Alemdaroğlu'nun yargılanmasının engellenmesi: Buna hangi siyaset karıştı
İstanbul Üniversitesi eski Rektörü Alemdaroğlu, YÖK Başkanı
Teziç'in, "Başka şeyler de var ama onlar şimdi gündemimizde değil" kaydıyla,
"idare mahkemesi kararlarını uygulamamak" suçundan görevden alındı.
İstanbul Üniversitesi eski Rektörü Prof. Kemal Alemdaroğlu'nun yolsuzluk
iddialarından yargılanmaktan, YÖK'ün izin vermemesi, Danıştay 1. Dairesi'nin de
bu kararı kabul ederek yargılamayı 3'e karşı 2 oyla reddetmesi ile kurtulduğu
ortaya çıktı. Oysa Danıştay'ın "YÖK kararının yargılamaya engel olmayacağı"

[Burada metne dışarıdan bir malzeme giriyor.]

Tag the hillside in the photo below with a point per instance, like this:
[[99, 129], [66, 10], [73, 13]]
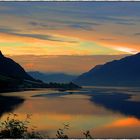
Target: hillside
[[123, 72]]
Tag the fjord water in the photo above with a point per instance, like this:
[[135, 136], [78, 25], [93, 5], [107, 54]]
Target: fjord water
[[108, 112]]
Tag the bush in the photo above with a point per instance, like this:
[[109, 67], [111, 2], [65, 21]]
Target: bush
[[14, 128], [19, 129]]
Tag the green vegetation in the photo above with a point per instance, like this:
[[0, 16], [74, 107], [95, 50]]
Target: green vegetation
[[14, 128]]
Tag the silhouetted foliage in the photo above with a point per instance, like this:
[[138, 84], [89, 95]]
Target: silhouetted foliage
[[14, 128], [19, 129]]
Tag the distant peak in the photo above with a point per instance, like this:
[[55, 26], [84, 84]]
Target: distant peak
[[1, 55]]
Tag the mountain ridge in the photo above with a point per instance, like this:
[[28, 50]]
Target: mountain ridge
[[123, 72]]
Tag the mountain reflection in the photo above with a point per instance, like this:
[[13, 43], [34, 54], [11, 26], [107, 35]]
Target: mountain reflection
[[9, 103], [118, 102]]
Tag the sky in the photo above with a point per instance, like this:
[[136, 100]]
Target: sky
[[68, 31]]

yönünde 10 ayrı kararı vardı ve bu durum, yargılamama kararına "şerh" koyan iki
üyece kayda geçirildi.
ALEMDAROĞLU SÜRECİ
Alemdaroğlu, önce üniversitedeki kadrolaşması ve itiraz eden öğretim üyelerini
uzaklaştırması, hatta bazı bölümleri kapatmasıyla gündeme geldi. Görevden aldığı
öğretim üyeleri idare mahkemelerinde açtıkları davaları kazandılar, ancak ya
yeniden görevden alınarak dava süreçleri uzatıldı ya da hiç göreve
başlatılmadılar. En bariz örnek, üniversite aleyhine açtığı 4 ayrı davayı
kazandığı halde mahkeme kararı uygulanmayan Prof. Dr. Tahsin Yeşildere'ydi.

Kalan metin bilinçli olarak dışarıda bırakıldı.